DLF data source-OpenSearch(Open Search)-阿里云帮助中心

This topic describes how to add a table to a Retrieval Engine Edition instance by using a Data Lake Formation (DLF) data source.

Prerequisites

You are familiar with Data Lake Formation.
You have configured the Data Lake Formation catalog ID, database, and table, which you will use to configure data synchronization.

Add a Data Lake Formation data source

On the Instance Details > Table Management page, click Add Table.
In the Basic Table Information step, enter a Table name (for example, dlf_table), set the Number of data shards (default: 1) and Number of resources for data updates (default: 2), and then click Next. The number of resources for data updates determines the concurrency for consuming real-time data to improve TPS.

Table name: You can specify a custom name.
Number of data shards: Specify a positive integer up to 256. The value should not exceed three times the number of data nodes in your instance.
Number of resources for data updates: By default, each table includes two free update resources (4 vCPUs and 8 GB of memory each). You are charged for resources that exceed the free quota. For more information, see Billing overview of Retrieval Engine Edition.

In the Data synchronization step, configure the data source. After validating the configuration, click Next.

For Full data source, select Data Lake Formation (DLF), and then enter the catalog ID, database, and table.

Full data source: The source for the initial full data import. Select Data Lake Formation (DLF).
Catalog ID: The ID of the Data Lake Formation catalog that contains your data.
Database: The database within the catalog that contains your table.
Table: The table within the database that you want to synchronize.
Note
- To use DLF as a data source for an existing instance, you must first upgrade its offline version.
- Currently, only Paimon-type catalogs are supported.
- Paimon tables with a primary key support add, update, delete, and query operations. Paimon append-only tables support only write operations and do not allow data to be modified or deleted.

Configure the index schema in either Form Mode or Developer Mode, and then click Next.

In the Field Settings section, define your data fields, such as an id field (Type: INT8, as primary key), a name field (Type: STRING), and an email field (Type: STRING).
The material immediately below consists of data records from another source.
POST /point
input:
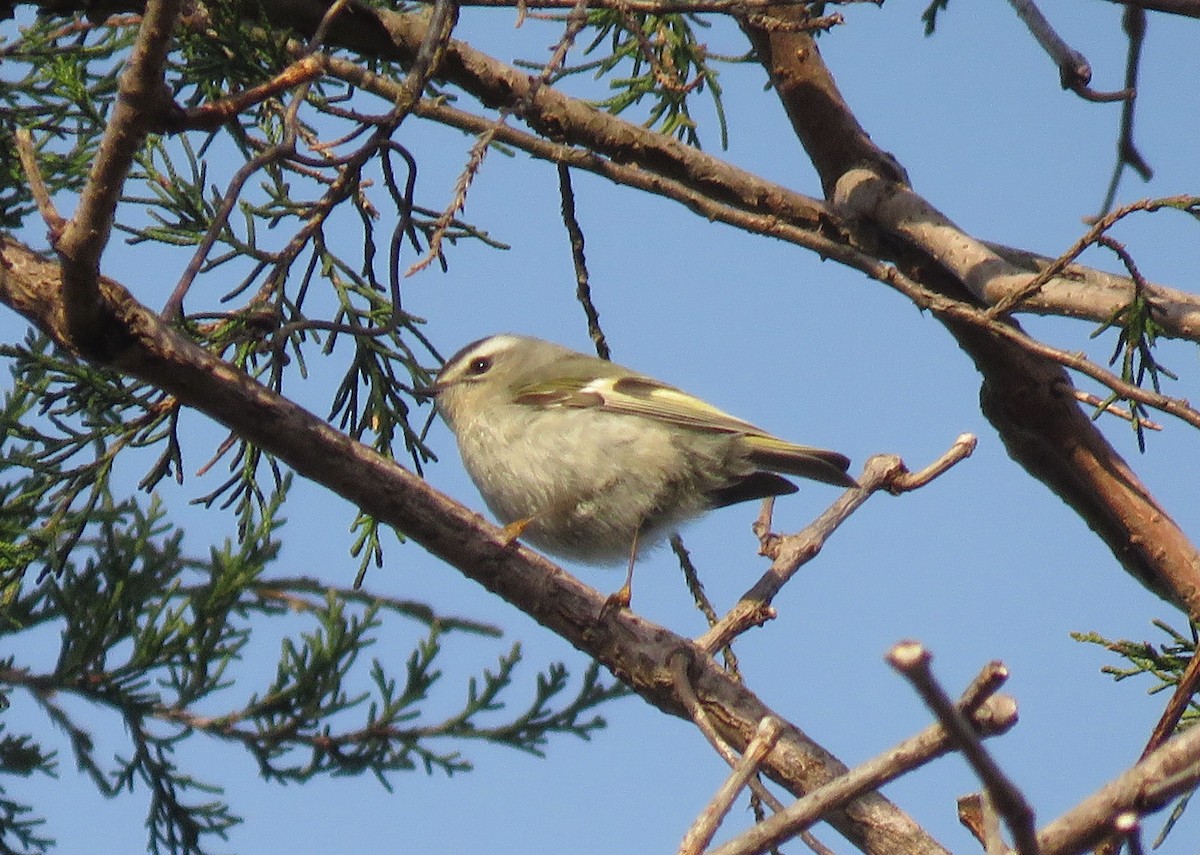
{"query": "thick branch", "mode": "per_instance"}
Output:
(635, 650)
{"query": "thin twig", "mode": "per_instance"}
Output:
(37, 189)
(678, 667)
(139, 102)
(582, 286)
(1074, 70)
(792, 551)
(995, 716)
(701, 832)
(963, 448)
(575, 23)
(1133, 21)
(1111, 408)
(911, 659)
(1185, 691)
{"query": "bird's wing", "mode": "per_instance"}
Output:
(635, 395)
(647, 398)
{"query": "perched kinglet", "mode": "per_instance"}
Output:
(589, 460)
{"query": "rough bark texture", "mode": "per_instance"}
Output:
(637, 651)
(1026, 398)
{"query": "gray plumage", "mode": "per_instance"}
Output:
(593, 454)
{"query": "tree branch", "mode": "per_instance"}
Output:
(633, 649)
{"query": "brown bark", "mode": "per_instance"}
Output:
(1026, 398)
(139, 344)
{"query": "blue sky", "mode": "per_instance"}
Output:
(984, 563)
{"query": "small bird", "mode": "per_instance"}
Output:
(592, 461)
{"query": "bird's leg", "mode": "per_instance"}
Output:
(516, 528)
(622, 596)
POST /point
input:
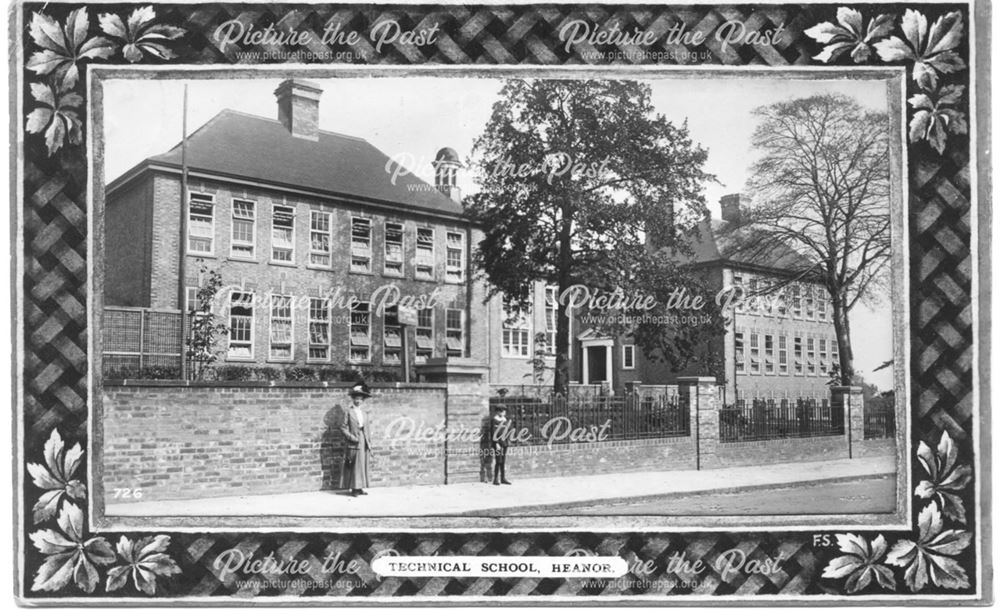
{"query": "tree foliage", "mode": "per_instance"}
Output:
(206, 328)
(572, 173)
(821, 188)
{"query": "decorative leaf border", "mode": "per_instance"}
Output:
(72, 560)
(61, 51)
(929, 559)
(71, 557)
(929, 51)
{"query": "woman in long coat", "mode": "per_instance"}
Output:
(354, 474)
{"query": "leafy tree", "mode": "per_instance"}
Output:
(675, 332)
(821, 188)
(571, 174)
(206, 328)
(539, 365)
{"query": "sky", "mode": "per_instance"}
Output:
(411, 118)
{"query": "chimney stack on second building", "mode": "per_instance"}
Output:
(731, 208)
(298, 107)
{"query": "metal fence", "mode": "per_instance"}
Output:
(763, 420)
(880, 420)
(595, 419)
(138, 340)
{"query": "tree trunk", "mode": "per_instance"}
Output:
(842, 326)
(561, 378)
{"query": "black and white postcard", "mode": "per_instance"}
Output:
(505, 304)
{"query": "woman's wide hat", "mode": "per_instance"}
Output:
(360, 390)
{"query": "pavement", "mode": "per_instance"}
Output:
(527, 494)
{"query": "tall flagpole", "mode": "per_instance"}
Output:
(182, 268)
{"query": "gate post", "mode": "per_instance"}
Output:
(853, 402)
(701, 394)
(467, 405)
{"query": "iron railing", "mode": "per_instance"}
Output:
(135, 341)
(594, 419)
(880, 420)
(764, 420)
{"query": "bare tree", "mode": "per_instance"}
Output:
(821, 188)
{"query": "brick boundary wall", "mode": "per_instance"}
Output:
(176, 441)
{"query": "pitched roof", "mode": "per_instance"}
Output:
(251, 147)
(720, 242)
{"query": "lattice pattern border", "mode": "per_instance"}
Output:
(54, 214)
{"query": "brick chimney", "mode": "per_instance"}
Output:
(731, 208)
(298, 107)
(446, 166)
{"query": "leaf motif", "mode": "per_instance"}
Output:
(98, 48)
(929, 559)
(77, 25)
(112, 25)
(849, 34)
(140, 17)
(117, 578)
(46, 33)
(851, 20)
(946, 33)
(893, 49)
(55, 573)
(825, 33)
(46, 506)
(44, 62)
(163, 31)
(879, 28)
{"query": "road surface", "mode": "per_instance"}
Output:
(865, 495)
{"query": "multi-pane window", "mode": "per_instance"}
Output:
(191, 299)
(738, 349)
(425, 254)
(516, 331)
(244, 229)
(361, 333)
(281, 328)
(455, 257)
(283, 234)
(392, 336)
(628, 356)
(319, 329)
(425, 334)
(454, 332)
(767, 299)
(320, 238)
(361, 245)
(201, 223)
(240, 326)
(551, 318)
(393, 249)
You can also set data compression and analyzers here. In the Index Settings section, define your search indexes. For example, add an index named phone (Type: STRING) based on the name field.
After you confirm the creation, the system automatically creates the table. You can monitor the creation progress on the Change history page. When the table status changes to In Use, you can use the Query test page to test your queries.

Precautions

When new data is written to a Paimon table in DLF, OpenSearch automatically triggers real-time indexing. However, manually writing data by using an API can introduce data inconsistencies, so exercise caution.